All'interno del mercato, la confusione era enorme: persone e pesci ovunque, enormi tonni che arrivavano dalle tonnare, in attesa di essere caricati in una fabbrica di conserve. E la puzza era molto peggiore. Per fortuna, in quel caos, trovammo lo zio Paulo, che conoscevo solo di nome. Era una figura gracile: con un viso scuro e segnato dal sole, un difetto in un occhio e un berretto calato sulla testa; era scalzo, con i pantaloni arrotolati fino agli stinchi.
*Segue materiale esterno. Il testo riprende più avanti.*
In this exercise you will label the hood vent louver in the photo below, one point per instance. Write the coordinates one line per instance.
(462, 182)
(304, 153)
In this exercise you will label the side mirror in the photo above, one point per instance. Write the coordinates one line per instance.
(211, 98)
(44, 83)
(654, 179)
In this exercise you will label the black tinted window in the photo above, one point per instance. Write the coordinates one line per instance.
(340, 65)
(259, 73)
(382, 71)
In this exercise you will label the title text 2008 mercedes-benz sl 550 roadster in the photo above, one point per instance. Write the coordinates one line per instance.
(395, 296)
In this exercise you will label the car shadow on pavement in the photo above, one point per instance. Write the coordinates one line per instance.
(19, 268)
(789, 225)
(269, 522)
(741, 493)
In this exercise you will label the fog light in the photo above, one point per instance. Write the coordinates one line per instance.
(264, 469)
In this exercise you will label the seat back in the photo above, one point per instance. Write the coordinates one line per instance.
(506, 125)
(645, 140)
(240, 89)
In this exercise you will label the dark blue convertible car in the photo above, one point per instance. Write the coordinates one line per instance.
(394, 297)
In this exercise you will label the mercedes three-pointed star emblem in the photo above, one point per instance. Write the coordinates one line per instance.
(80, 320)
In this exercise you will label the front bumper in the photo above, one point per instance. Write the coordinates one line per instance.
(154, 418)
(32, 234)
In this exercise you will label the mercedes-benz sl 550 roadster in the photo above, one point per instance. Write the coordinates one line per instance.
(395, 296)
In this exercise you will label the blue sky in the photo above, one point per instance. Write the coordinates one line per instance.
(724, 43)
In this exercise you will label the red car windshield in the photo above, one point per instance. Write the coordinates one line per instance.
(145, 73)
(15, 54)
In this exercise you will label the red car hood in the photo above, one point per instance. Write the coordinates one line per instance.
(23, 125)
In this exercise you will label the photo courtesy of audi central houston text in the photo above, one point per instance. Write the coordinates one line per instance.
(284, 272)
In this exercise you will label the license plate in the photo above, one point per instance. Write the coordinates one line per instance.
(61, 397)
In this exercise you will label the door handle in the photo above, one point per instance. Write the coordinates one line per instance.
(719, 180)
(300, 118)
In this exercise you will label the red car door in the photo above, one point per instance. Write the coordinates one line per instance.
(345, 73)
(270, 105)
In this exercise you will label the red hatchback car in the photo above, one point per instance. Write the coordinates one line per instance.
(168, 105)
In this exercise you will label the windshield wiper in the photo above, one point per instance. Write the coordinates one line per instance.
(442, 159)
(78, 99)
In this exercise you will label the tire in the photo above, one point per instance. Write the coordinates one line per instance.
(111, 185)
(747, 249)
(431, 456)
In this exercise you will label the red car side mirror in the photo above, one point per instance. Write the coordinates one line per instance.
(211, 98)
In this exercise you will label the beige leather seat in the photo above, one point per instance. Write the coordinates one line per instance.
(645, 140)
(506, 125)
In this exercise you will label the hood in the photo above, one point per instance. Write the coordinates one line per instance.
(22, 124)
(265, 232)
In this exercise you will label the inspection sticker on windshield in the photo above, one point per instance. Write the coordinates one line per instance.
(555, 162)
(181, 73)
Tuttavia, questo abbigliamento non si distingueva dagli altri, perché quasi tutti lo indossavano.


Ci accolse calorosamente e si offrì di accompagnarci a casa per vedere il resto della famiglia.

Usciti dal cancello ovest, entrammo in un gruppo di baracche, che chiamavano "barraquinhas". Erano case di legno, molte delle quali costruite su palafitte, con l'acqua del mare che scorreva sotto. Seguendo lo zio Paulo, camminando su assi di legno, arrivammo alla baracca della zia, che fu felice della nostra visita.

La conversazione fu breve; avevamo ancora molta strada da fare prima del tramonto. Ci siamo salutati e zia Maria ci ha promesso di tornare a trovarci nella casa della "Cova da Onça",

Dopo una giornata piena di avventure, il ritorno è sempre desiderato, ma faticosamente, trascinandomi dietro mia madre, prendemmo il mulo e tornammo a casa, dove arrivammo al crepuscolo.